Spare parts management is not a new concept for manufacturing. Yet, due to global supply chain disruptions that started during the COVID-19 pandemic and have not abated, effective management of safety stock and critical spares is more crucial than ever. Robust management practices prevent financial losses, technician stress, and accumulation of excessive downtime.

Software solutions that help process and manage manufacturing robot data are becoming more prevalent. Companies can now use these solutions to mine the data for insights that will help facilitate parts coordination and assist with inventory control. With a firm grasp on parts inventory, companies can mitigate complications caused by global supply chain disruptions. This post will discuss the consequences of ineffective parts management, the importance of knowing which parts to keep on hand, and the role that new technology can play in helping companies do just that. 

The Consequences of Ineffective Parts Management

Ineffective parts management results in long lead times, high costs, and undue stress on certain roles in the organization. 

Long Lead Times and Shipping Costs

Expected breakdowns occur when a manufacturing facility experiences hardware deterioration due to weather, time, human intervention, old age, or other familiar sources.

If manufacturers haven’t already stored spare parts in expectation of failure, the parts must be purchased and acquired as quickly as possible to avoid downtime and loss of further production. But this is often easier said than done.

The COVID-19 pandemic extended lead times for mechanical hardware, instrumentation, electrical equipment, and other manufacturing necessities. Pandemic-induced factory shutdowns and global supply chain disruptions cause suppliers to struggle with sourcing and procurement. Now, purchasing lead times can range anywhere from one day to one year. Furthermore, overnight and next-day air shipping, for sometimes heavy pieces of equipment, can put maintenance departments significantly over budget.
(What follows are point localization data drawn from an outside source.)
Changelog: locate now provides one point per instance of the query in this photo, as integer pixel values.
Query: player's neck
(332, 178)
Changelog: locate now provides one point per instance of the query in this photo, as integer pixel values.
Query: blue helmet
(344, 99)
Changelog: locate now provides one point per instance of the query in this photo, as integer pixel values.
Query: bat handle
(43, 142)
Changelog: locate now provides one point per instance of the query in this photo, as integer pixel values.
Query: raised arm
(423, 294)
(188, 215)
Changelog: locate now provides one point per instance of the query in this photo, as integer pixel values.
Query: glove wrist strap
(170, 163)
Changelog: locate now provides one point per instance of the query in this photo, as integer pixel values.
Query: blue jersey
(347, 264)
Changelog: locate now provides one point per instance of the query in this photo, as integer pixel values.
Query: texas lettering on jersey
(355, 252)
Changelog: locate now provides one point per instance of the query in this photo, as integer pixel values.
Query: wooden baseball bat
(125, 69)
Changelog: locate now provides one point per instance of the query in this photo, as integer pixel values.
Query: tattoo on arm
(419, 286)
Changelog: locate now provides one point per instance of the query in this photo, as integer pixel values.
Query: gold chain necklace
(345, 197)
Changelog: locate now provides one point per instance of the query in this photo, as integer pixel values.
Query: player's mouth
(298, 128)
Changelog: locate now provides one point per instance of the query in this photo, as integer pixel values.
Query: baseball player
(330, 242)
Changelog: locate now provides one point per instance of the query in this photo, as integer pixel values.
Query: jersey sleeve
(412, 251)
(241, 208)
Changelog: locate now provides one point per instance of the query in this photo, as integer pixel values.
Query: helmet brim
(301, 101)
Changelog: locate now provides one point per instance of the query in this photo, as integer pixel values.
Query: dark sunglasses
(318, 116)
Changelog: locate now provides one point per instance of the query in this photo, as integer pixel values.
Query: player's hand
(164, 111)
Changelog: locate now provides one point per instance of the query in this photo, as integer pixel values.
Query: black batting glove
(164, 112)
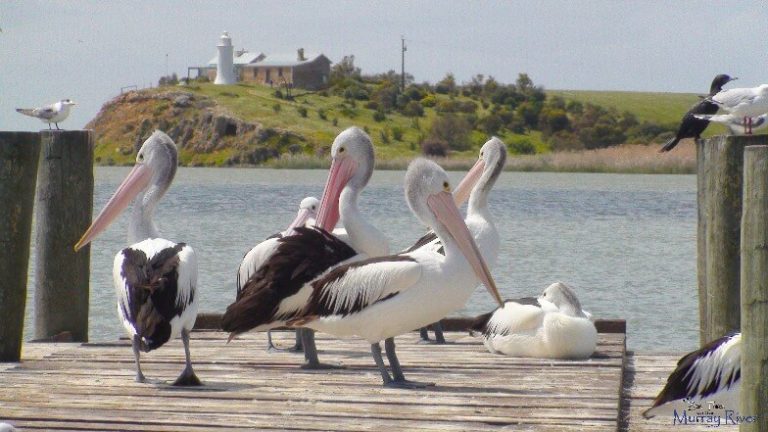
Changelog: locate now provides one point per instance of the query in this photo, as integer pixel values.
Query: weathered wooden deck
(90, 387)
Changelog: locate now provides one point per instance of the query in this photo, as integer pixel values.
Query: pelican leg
(187, 377)
(310, 352)
(376, 351)
(397, 372)
(136, 355)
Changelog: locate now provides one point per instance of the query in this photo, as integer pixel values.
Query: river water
(625, 243)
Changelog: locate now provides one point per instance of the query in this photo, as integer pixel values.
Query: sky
(88, 50)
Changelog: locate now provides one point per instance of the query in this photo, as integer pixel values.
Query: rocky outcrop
(196, 123)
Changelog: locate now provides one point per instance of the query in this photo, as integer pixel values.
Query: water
(626, 243)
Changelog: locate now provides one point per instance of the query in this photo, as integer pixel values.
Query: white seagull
(269, 297)
(53, 113)
(260, 253)
(736, 123)
(475, 186)
(746, 103)
(155, 279)
(380, 298)
(550, 326)
(709, 374)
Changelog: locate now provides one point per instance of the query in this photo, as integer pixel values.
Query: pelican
(269, 297)
(550, 326)
(380, 298)
(709, 374)
(475, 186)
(262, 251)
(155, 279)
(744, 102)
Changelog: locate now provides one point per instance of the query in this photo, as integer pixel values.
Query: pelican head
(428, 193)
(351, 164)
(155, 166)
(493, 156)
(564, 298)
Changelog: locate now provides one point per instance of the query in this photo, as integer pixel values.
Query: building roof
(243, 58)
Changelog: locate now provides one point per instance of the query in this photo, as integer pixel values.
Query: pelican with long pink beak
(380, 298)
(270, 295)
(475, 187)
(155, 279)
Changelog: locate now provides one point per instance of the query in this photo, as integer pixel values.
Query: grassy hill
(248, 124)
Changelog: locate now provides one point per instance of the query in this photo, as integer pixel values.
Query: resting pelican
(380, 298)
(475, 186)
(709, 374)
(259, 254)
(550, 326)
(268, 298)
(155, 279)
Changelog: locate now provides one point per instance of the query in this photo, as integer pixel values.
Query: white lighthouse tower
(225, 69)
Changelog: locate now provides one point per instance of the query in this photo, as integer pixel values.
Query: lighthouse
(225, 69)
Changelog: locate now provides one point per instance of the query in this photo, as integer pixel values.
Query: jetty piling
(63, 210)
(18, 172)
(754, 289)
(720, 173)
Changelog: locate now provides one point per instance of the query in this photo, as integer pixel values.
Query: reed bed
(628, 158)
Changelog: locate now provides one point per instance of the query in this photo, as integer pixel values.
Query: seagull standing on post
(691, 126)
(53, 113)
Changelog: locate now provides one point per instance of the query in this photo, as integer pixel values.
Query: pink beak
(462, 191)
(138, 179)
(442, 205)
(341, 171)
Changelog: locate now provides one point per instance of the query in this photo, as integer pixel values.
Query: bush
(434, 147)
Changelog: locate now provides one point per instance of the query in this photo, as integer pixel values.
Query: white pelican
(744, 102)
(550, 326)
(735, 123)
(380, 298)
(709, 374)
(53, 113)
(268, 299)
(155, 279)
(475, 186)
(259, 254)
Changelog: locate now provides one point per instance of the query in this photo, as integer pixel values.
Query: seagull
(475, 187)
(155, 279)
(744, 102)
(552, 325)
(380, 298)
(53, 113)
(691, 126)
(709, 374)
(735, 123)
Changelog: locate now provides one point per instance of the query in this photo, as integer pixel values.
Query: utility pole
(402, 64)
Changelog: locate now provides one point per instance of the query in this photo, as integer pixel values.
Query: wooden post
(724, 160)
(701, 233)
(754, 290)
(19, 153)
(64, 206)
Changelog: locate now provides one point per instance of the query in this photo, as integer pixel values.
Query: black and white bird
(271, 296)
(709, 374)
(691, 126)
(475, 187)
(155, 279)
(746, 103)
(736, 124)
(260, 253)
(53, 113)
(380, 298)
(552, 325)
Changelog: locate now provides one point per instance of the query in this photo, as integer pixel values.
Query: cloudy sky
(87, 50)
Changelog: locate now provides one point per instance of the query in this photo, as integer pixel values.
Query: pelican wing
(352, 287)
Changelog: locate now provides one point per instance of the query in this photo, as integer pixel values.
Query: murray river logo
(710, 414)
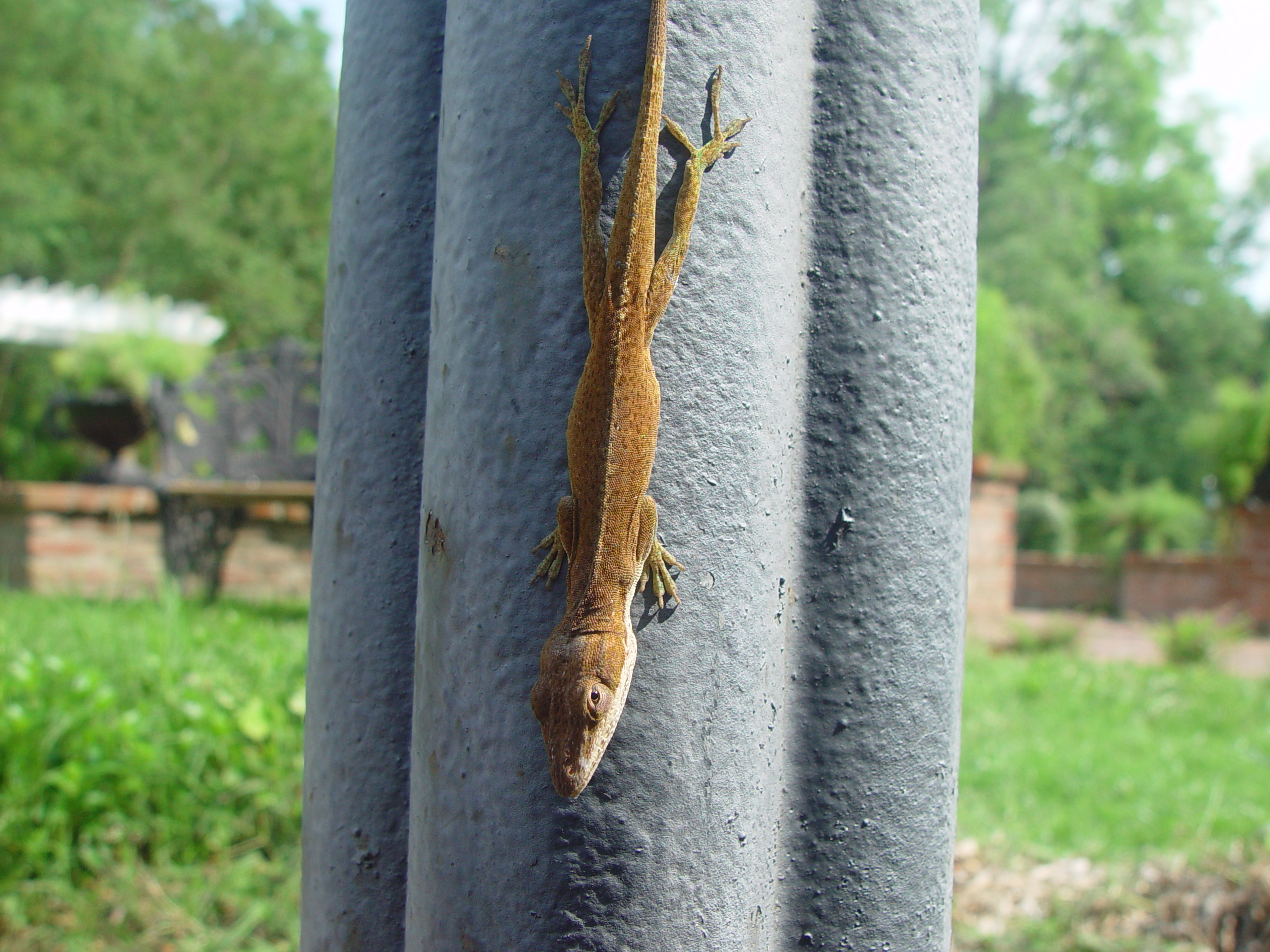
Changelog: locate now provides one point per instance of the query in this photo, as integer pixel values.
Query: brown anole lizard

Robot-as-a-service (RaaS solutions) can help companies avoid the weeks- or months-long waits for parts delivery—and the costs associated with expedited or bulk shipping. These solutions use real-time data to gain insight into the remaining lifespan of their equipment instrumentation. When manufacturers are aware of how long a part is likely to last, they can account for lead times, shipping costs, and appropriate budget periods. This integrated data is also stored and processed for long-term analysis to help with recurring predictions about spare parts needs. 

Unexpected Labor Strains of Improper Parts Management

Many technicians and mechanics take pride in their work and feel a personal responsibility to keep lines running as much as possible. Unexpected downtime is a source of stress for these roles, and becomes more pressing the longer the downtime persists. 

When mechanics lack spare parts to troubleshoot with, they have to come up with increasingly complex and innovative solutions to fix a problem. These complicated solutions take years of practice to perfect; technicians will need a lot of training and investment before they can accomplish such a task. Also, if a significant amount of troubleshooting is involved, technicians often will find that their judgment and ability are clouded by the stress of the situation, which further increases downtime.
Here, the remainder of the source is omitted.